第7話 忍び寄る影

順風満帆かに見えたその後の人生にも、落とし穴はあるものだ。

浅夫が五十歳を数えるころに、社員が使い込みをして三千万ほどの穴をあける。信頼していた人だったので、ショックは大きく、そのうえ会社は二つ目のビルの建築中であった。銀行に多額の借り入れがあったので不安になったのだろう、それを機に浅夫は躁鬱病になってしまう。今でこそ公然と言えるが、その頃は精神科の病気は世間から疎ましく思われた時代。幸い家の向かいが、精神科の名医だったので、薬を飲んで治療していたが、その薬によって、持ち前の楽しい性格が半減し、何をしても面白くないと言うようになっていった。もともとゴルフと酒が好きだったので、医者にとめられると、「やめるなら死んだ方がまし」ともこぼしていた。

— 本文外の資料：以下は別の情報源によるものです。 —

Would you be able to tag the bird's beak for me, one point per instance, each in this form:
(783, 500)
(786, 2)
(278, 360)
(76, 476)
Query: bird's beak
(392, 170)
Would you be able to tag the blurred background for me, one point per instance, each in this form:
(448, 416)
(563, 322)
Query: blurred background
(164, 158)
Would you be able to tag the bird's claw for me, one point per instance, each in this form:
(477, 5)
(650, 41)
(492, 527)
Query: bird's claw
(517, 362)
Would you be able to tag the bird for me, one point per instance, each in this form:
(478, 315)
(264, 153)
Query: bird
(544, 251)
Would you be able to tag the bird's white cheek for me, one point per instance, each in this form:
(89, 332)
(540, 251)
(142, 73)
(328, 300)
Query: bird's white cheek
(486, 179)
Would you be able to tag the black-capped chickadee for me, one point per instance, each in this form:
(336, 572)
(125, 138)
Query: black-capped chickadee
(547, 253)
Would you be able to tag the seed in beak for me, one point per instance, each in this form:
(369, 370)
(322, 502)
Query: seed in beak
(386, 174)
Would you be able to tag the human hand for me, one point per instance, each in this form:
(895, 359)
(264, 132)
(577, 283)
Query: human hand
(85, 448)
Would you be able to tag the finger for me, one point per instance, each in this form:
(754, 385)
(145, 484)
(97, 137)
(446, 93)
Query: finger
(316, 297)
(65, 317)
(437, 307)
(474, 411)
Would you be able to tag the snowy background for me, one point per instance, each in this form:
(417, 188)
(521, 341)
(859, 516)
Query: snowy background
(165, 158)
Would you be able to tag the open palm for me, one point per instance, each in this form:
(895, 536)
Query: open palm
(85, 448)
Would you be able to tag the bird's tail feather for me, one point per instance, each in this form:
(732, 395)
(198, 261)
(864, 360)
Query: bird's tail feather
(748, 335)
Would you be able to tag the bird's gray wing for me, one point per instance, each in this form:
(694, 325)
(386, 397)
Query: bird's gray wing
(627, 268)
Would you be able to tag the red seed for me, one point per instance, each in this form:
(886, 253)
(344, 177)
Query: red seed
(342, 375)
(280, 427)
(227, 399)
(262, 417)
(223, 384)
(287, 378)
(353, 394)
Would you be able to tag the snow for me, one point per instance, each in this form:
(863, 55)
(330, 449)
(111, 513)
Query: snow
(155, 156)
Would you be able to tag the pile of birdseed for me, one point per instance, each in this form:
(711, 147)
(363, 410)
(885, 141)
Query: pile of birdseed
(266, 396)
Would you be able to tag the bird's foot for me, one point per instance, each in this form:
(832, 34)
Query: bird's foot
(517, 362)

徐々に仕事もブームが去り、うまくいかなくなりつつあり、借金もあって気力も失せてきたのかもしれない。正月になると、やたらに元気になる躁の状態、そのあとから訪れる鬱。その繰り返しが七年も続いただろうか。医者に薬で緩和されていたが、元気で楽しい社交的な浅夫は、どこかに行ってしまったようだった。

ようやく躁鬱病がやっと治りかけ平穏に戻ったかにみえた一九九一年の一月一七日、浅夫は倒れ帰らぬ人になった。湾岸戦争が始まった日のことだった。

娘の薫子はジュエリーデザイナーになって独立し、イタリア在住の彫刻家長谷京治と結婚した翌年だった。浅夫の布団の枕元を見ると、桜子の結婚式の写真が置いてあった。

はる子はこの時も泣かなかった。しかし、この日からはる子の人生は一変する。